Venance Konan - Tidjane Thiam - Politique
Mercredi, 3 août 2022

APRNEWS : Que reproche Venance Konan à Tidjane Thiam ?

APRNEWS - « Certains l’attendaient comme un messie. Mais le propre des messies est de se faire attendre. Qu’est-ce qu’un messie ? Dans la Bible, il est le libérateur d’Israël et instaurateur du règne de l’Eternel ». Cette belle référence, est l’exorde du pamphlet que le journaliste Venance Konan a choisi de servir à Tidjane Thiam. Le tout, dans un mélange des genres et des ordres.

APRNEWS - Ainsi, après Jeune Afrique et d’autres médias, c’est au tour de l’ex-directeur général du quotidien Fraternité-Matin de jouer sa partition dans ce qui ressemble désormais à un assaut en règle, un lynchage médiatique orchestré contre son compatriote Tidjane Thiam.  

L’homme poursuit: « mais plus prosaïquement, le messie est un personnage providentiel qui  mettra fin à l’ordre présent, imparfait ou mauvais et instaurera un ordre de justice et de bonheur ».

En vérité, le masque n’a pas résisté longtemps. Selon Venance Konan,  Tidjane Thiam « veut mettre fin à l’ordre présent pour instaurer un système de justice et de bonheur ». Tout ça parce que ce dernier a éprouvé le besoin de revenir dans son pays. Venance n’aurait pas mieux fait  pour préserver son nouveau poste de PCA et les privilèges matériels qui s’y rattachent. Mais, passons !
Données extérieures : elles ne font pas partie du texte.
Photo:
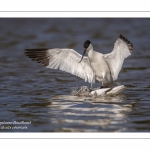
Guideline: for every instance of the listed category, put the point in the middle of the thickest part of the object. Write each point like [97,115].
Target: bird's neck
[90,53]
Venance Konan affirme que « Thiam est attendu par certains ivoiriens comme un messie », avant de s’interroger : « qu’a-t-il fait, ou dit pour susciter une telle attente ? ».

Très justement, Tidjane Thiam n’a rien fait pour être attendu comme un messie moins encore pour susciter chez ceux qui l’attendent, l’espoir qu’il vienne mettre fin à l’ordre présent.  Là-dessus d’ailleurs, le communiqué de presse publié par le porte-parole du banquier ivoirien est formel et sans équivoque : « …il est prévu à son agenda, outre différentes activités de nature familiale et privée, des rencontres avec des autorités politiques et coutumières…». On se demande encore en quoi cette annonce laisse entrevoir que Thiam arrive pour s’inscrire dans la vie politique ivoirienne et chercher à en modifier les réalités. Il faut réellement avoir l’imagination terriblement fertile pour lire dans la communication de Marc Arthur Gaulithy, l’homme qui porte la voix de Tidjane Thiam, quelque velléité de renversement de l’ordre établi.

Très clairement, il y a de l’escalade, de la surenchère dans le récit de Venance Konan, si bien qu’on peut s’autoriser à penser que la perspective du retour du banquier crée chez le journaliste-écrivain beaucoup d’agacement et quelques inquiétudes qu’il a du mal à contenir.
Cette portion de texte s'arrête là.